Pest inspection: Termites and other pests can spread throughout a property without detection, so it's a good idea to have a professional inspect a house before you move in. Catching and treating an infestation early will help you avoid health hazards and more expensive repairs in the future.
Appraisals determine the value of the property. If you're using a mortgage to buy your new home, your lender will order an appraisal to make sure the home is worth the money that it's loaning you.
Step 8: Close on your new home!
Once you finish your inspections and your lender approves your financing, you'll be ready for closing! Closing is the process of finalizing your mortgage and transferring ownership of the property.
The closing process in North Dakota requires you to meet at the title company to finalize your paperwork and settle your closing costs.
Prepare to spend about an hour reviewing and signing important legal documents on closing day. These papers are essential for transferring the title to your name, so it's vital to ensure all the information is correct.
Pay special attention to these key documents:
- Your final loan application
- The deed
- The mortgage promissory note
- The disclosure statements
After the paperwork is finished, you'll have to pay your closing costs. The title company will collect the total amount you owe to all your service providers and distribute the funds to them on your behalf.
As a homebuyer, your closing costs will usually be divided into four different categories:
- Lender fees: Fees paid to your mortgage lender for originating and underwriting your loan. Other costs related to your loan may be added here as well, such as appraisal fees and survey fees.
- Title and escrow charges: Charges for the title company's services. These fees pay for the title search, title insurance, and the facilitation of the closing process.

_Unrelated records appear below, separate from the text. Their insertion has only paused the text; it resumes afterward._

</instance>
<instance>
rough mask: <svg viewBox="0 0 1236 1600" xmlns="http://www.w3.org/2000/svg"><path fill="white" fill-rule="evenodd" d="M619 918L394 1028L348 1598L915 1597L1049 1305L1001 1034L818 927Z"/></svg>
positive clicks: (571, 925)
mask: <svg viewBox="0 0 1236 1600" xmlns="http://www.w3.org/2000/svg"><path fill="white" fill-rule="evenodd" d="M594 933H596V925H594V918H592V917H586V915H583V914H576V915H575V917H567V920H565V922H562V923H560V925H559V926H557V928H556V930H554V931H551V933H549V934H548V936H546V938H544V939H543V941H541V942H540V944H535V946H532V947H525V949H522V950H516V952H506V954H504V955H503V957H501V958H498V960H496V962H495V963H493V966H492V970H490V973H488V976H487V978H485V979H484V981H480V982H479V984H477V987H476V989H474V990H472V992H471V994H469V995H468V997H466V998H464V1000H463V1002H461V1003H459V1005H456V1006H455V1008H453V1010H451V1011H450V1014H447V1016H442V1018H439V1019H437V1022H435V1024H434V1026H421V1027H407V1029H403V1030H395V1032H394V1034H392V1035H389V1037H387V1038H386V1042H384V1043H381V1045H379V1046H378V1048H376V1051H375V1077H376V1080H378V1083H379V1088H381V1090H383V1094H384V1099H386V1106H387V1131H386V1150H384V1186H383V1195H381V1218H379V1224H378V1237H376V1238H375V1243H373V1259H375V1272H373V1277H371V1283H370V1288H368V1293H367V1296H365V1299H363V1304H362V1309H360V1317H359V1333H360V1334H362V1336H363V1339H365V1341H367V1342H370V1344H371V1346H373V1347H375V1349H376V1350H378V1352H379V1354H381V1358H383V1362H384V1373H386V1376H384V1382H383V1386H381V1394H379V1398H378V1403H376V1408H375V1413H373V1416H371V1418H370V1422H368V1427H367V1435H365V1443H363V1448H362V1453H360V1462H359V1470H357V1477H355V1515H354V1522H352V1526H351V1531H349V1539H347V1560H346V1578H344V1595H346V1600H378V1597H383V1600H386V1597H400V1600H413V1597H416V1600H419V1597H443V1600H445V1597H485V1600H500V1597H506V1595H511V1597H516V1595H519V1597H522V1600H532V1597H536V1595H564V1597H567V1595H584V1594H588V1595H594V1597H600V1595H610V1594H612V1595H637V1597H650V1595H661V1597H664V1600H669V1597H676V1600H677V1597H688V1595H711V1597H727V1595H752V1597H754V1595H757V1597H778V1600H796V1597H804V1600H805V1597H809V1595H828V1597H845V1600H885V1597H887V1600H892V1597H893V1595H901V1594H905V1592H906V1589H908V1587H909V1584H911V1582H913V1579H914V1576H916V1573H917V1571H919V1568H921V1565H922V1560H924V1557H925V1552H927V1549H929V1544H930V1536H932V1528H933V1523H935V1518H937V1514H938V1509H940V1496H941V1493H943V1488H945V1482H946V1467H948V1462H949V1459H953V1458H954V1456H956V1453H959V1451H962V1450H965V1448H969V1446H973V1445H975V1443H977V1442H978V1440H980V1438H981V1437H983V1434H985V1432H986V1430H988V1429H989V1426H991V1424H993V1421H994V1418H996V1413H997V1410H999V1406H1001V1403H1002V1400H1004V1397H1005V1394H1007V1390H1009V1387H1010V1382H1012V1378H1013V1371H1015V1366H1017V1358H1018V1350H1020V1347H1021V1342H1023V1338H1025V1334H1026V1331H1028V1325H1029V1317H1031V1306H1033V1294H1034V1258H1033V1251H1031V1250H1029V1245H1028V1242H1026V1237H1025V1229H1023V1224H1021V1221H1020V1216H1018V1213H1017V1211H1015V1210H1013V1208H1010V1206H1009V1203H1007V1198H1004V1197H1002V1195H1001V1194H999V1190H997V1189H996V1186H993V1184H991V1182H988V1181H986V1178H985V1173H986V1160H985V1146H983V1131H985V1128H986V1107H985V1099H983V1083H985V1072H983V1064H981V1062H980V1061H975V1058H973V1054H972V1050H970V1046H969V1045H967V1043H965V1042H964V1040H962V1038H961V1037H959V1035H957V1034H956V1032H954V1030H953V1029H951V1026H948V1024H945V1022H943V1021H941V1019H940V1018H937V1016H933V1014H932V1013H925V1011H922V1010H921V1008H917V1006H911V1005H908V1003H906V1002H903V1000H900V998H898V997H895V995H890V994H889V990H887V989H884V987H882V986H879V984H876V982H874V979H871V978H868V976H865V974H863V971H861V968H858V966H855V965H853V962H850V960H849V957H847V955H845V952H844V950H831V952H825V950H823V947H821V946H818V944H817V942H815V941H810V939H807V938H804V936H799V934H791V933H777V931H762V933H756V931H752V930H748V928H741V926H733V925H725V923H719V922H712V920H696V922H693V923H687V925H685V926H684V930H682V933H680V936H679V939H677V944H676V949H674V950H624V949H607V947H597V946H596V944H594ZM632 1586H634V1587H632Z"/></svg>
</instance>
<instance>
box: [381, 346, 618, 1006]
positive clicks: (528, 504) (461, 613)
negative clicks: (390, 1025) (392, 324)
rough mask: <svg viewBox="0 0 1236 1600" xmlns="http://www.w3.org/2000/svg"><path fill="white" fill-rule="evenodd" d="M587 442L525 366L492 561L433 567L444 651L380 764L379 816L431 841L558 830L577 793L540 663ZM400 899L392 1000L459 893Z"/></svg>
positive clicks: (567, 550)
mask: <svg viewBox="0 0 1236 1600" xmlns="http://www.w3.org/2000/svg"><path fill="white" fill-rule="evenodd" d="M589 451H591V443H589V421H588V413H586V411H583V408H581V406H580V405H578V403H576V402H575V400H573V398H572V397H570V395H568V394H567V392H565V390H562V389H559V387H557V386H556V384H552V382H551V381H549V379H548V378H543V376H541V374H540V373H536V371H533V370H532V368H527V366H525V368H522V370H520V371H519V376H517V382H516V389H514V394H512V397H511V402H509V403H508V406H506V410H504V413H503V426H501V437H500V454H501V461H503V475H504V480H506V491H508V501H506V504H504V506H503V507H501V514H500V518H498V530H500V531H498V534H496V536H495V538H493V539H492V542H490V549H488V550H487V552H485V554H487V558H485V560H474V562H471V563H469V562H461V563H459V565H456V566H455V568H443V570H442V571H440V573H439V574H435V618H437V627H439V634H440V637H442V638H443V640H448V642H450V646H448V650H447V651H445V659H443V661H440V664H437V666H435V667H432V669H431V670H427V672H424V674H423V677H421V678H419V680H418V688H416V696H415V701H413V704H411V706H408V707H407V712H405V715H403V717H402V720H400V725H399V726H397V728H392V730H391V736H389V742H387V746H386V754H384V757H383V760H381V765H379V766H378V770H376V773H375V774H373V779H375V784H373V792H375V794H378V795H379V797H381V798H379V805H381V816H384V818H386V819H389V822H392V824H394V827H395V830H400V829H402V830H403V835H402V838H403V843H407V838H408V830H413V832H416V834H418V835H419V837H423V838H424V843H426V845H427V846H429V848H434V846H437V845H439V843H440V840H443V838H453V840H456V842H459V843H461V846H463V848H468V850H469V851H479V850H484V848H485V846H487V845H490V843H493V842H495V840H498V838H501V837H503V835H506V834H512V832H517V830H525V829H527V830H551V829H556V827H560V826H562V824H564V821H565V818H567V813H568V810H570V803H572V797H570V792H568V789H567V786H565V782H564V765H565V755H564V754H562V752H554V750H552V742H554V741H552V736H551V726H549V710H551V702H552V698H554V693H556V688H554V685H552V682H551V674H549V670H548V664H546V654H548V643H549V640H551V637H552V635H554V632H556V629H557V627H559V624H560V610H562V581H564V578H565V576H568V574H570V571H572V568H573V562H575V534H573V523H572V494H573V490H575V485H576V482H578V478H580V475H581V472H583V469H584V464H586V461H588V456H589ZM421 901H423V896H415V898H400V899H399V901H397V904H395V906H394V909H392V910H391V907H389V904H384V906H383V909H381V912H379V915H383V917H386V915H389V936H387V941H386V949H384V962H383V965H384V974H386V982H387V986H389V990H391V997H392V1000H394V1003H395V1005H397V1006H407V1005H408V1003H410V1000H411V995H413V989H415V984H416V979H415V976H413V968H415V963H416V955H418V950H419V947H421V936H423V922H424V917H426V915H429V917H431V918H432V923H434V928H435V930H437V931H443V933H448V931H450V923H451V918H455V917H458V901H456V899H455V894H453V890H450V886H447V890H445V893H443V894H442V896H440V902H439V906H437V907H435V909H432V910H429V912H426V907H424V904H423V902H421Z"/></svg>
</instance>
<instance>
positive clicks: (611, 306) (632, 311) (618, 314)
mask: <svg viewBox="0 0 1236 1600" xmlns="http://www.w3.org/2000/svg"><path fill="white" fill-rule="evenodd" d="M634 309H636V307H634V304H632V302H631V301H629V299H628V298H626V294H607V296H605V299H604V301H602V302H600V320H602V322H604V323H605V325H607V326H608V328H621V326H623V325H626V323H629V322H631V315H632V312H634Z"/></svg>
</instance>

- Prepaid costs: Ongoing costs of homeownership. New homeowners are often required by their lenders to pay for certain expenses up front, such as property taxes and homeowners insurance.
- Other closing costs: Miscellaneous expenses that can vary based on each unique buyer. Some common closing costs can include natural disaster certification fees or real estate attorney fees.
Buyers in North Dakota typically pay 3-5% of the purchase price in closing costs. For a $265,900 home — the typical home value in North Dakota — that's between $7,977 and $13,295!
Frequently asked questions
- Save for down payment
- Get pre-approved for a mortgage
- Choose your preferred North Dakota neighborhoods
- Partner with the right real estate agent in North Dakota
- Go house hunting
- Make a strong offer
- Inspections and appraisals
- Do a final walkthrough and close
Yes, the North Dakota Housing Finance Agency offers first-time buyers an affordable loan and down payment assistance through its FirstHome program.
To qualify, your household’s income and home purchase price must be within the limits set for your county. You must be using the newly-purchased home as a primary residence and contribute at least $500 towards the down payment.